Interfacial layers from the protein HFBII hydrophobin: Dynamic surface tension, dilatational elasticity and relaxation times

The pendant-drop method (with drop-shape analysis) and Langmuir trough are applied to investigate the characteristic relaxation times and elasticity of interfacial layers from the protein HFBII hydrophobin. Such layers undergo a transition from fluid to elastic solid films. The transition is detected as an increase in the error of the fit of the pendant-drop profile by means of the Laplace equation of capillarity. The relaxation of surface tension after interfacial expansion follows an exponential-decay law, which indicates adsorption kinetics under barrier control. The experimental data for the relaxation time suggest that the adsorption rate is determined by the balance of two opposing factors: (i) the barrier to detachment of protein molecules from bulk aggregates and (ii) the attraction of the detached molecules by the adsorption layer due to the hydrophobic surface force.
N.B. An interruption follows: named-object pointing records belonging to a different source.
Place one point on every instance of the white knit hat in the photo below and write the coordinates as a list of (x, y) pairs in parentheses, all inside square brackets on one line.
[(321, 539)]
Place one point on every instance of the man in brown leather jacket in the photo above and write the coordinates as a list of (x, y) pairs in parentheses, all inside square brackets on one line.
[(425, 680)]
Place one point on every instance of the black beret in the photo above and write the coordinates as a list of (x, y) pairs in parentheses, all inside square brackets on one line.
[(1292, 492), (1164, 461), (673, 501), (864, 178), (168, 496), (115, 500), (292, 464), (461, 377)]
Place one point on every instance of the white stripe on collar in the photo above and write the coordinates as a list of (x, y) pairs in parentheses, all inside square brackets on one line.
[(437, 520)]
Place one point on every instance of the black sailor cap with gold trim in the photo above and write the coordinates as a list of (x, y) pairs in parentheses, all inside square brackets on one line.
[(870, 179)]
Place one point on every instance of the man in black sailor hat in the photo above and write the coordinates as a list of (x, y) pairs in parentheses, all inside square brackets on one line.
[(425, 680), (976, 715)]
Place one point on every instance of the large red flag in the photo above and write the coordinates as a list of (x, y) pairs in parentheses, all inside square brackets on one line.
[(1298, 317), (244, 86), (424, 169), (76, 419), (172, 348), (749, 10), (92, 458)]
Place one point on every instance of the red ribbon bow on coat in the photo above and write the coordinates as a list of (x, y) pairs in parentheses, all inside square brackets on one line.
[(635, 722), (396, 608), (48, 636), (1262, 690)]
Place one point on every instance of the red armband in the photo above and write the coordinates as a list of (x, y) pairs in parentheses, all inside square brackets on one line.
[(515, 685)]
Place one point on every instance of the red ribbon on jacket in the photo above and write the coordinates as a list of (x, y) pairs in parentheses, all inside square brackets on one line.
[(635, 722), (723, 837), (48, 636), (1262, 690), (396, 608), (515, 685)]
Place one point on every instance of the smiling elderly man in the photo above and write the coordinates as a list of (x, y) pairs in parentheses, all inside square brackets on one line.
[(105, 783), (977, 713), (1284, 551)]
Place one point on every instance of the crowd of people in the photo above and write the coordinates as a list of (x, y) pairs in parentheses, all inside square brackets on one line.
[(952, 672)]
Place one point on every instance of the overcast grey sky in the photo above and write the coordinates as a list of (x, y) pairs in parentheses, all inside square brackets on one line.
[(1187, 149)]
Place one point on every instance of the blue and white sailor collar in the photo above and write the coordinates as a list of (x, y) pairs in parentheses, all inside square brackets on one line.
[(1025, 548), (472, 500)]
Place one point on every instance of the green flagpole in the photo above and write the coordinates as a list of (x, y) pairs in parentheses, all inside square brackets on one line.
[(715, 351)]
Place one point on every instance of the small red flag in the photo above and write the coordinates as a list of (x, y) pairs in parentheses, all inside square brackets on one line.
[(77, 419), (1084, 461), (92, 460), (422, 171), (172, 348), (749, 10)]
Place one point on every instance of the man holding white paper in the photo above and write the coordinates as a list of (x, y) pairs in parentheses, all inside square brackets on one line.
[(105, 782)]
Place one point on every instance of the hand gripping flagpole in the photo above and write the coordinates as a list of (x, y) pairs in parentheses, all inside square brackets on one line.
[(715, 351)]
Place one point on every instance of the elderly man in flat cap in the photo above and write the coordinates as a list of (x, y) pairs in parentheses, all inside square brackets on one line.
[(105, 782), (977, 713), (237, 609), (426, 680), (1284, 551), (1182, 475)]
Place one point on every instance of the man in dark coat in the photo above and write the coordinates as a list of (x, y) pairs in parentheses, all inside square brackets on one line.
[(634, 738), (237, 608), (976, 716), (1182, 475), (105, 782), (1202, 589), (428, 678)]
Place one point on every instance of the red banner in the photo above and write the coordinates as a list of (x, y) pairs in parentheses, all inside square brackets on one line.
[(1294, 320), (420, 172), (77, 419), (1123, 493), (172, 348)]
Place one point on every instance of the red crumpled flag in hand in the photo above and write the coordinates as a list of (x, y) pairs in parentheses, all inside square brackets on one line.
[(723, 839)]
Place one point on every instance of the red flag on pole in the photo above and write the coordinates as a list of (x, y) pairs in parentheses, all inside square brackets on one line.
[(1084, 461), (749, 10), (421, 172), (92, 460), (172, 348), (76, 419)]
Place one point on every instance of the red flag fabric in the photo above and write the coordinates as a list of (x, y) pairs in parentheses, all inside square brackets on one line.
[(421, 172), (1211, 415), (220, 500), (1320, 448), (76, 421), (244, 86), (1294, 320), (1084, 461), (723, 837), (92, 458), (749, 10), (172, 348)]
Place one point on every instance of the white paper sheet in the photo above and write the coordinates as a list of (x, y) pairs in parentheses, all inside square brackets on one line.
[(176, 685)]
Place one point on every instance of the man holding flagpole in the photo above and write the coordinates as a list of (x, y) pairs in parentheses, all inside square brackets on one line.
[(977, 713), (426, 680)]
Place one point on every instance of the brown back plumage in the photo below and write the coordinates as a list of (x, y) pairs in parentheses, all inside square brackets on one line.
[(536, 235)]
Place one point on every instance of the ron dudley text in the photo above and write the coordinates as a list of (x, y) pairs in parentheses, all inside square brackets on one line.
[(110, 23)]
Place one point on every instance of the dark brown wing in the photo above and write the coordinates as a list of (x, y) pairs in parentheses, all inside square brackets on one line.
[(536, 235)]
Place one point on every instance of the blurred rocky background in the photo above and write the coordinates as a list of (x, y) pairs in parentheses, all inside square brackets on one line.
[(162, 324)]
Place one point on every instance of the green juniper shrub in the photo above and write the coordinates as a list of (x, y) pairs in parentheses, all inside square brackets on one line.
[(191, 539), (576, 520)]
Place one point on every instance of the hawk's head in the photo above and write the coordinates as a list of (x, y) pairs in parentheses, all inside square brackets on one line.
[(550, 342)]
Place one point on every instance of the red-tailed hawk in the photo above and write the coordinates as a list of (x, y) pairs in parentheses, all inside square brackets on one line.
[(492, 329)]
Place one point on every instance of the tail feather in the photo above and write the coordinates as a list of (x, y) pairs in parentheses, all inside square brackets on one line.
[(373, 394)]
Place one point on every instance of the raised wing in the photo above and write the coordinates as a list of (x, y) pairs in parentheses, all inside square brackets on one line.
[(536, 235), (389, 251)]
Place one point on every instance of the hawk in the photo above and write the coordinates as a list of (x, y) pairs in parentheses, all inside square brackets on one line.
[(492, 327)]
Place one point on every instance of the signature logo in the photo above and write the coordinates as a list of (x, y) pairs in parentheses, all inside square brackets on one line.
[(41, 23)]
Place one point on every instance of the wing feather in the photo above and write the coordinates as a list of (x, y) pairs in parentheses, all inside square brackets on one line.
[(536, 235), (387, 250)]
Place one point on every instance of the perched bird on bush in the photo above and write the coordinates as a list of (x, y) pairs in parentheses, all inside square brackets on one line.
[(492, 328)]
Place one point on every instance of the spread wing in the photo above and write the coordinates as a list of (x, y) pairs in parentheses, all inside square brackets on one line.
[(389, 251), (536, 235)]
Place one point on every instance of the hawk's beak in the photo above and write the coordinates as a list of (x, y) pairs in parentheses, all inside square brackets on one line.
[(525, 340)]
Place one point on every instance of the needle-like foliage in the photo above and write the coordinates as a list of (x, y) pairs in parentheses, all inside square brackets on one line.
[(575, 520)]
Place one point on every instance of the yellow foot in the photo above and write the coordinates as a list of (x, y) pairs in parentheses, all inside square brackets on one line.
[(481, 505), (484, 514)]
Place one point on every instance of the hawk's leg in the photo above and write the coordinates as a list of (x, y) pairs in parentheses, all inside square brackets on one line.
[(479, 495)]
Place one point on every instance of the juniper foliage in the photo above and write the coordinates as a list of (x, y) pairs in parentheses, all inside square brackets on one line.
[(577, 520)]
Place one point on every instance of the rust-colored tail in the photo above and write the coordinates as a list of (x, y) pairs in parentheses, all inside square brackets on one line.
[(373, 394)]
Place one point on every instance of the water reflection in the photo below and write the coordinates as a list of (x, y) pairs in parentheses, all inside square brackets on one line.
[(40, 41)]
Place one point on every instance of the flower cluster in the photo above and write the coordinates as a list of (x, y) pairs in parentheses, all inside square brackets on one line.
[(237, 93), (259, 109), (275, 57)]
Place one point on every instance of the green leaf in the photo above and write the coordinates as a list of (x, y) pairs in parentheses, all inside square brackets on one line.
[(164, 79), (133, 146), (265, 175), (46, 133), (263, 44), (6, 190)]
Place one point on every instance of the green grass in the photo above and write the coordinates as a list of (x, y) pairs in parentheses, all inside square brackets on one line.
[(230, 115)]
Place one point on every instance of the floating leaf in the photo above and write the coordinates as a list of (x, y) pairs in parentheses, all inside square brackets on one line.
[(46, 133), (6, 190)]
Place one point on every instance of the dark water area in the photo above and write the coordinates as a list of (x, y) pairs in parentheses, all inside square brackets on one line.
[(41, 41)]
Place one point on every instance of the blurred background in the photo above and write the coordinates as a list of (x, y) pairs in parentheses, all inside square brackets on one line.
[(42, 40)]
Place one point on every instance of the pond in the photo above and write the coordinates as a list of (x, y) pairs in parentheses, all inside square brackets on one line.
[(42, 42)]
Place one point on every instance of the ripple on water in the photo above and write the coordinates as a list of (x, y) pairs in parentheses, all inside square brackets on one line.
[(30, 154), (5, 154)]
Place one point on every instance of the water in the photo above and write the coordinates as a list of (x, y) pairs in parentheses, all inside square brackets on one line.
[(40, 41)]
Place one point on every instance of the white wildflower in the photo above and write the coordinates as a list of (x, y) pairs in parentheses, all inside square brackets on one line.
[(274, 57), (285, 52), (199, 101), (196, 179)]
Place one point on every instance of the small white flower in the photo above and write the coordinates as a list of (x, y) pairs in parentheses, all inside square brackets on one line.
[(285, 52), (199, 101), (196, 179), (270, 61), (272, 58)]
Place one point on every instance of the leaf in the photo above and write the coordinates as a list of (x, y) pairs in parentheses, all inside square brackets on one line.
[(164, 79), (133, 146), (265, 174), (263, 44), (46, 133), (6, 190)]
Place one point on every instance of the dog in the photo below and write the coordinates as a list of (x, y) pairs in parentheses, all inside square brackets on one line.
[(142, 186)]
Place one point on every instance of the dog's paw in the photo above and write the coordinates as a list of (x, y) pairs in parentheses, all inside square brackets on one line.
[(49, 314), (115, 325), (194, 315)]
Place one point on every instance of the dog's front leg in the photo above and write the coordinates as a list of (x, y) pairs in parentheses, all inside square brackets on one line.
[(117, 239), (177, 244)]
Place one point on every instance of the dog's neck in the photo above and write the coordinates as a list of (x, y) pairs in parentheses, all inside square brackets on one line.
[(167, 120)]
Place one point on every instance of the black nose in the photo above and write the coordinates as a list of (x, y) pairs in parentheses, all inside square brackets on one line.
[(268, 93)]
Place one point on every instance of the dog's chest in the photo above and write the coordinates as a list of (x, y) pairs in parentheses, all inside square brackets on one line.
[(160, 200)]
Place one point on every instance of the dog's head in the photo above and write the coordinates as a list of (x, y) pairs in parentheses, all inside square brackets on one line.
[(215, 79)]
The hydrophobic attraction can explain why a greater surface coverage leads to a faster adsorption. The relaxation of surface tension after interfacial compression follows a different, square-root law. Such behavior can be attributed to surface diffusion of adsorbed protein molecules that are condensing at the periphery of interfacial protein aggregates. The surface dilatational elasticity, E, is determined in experiments on quick expansion or compression of the interfacial protein layers. At lower surface pressures (<11 mN/m) the experiments on expansion, compression and oscillations give close values of E that are increasing with the rise of surface pressure. At higher surface pressures, E exhibits the opposite tendency and the data are scattered. The latter behavior can be explained with a two-dimensional condensation of adsorbed protein molecules at the higher surface pressures. The results could be important for the understanding and control of dynamic processes in foams and emulsions stabilized by hydrophobins, as well as for the modification of solid surfaces by adsorption of such proteins.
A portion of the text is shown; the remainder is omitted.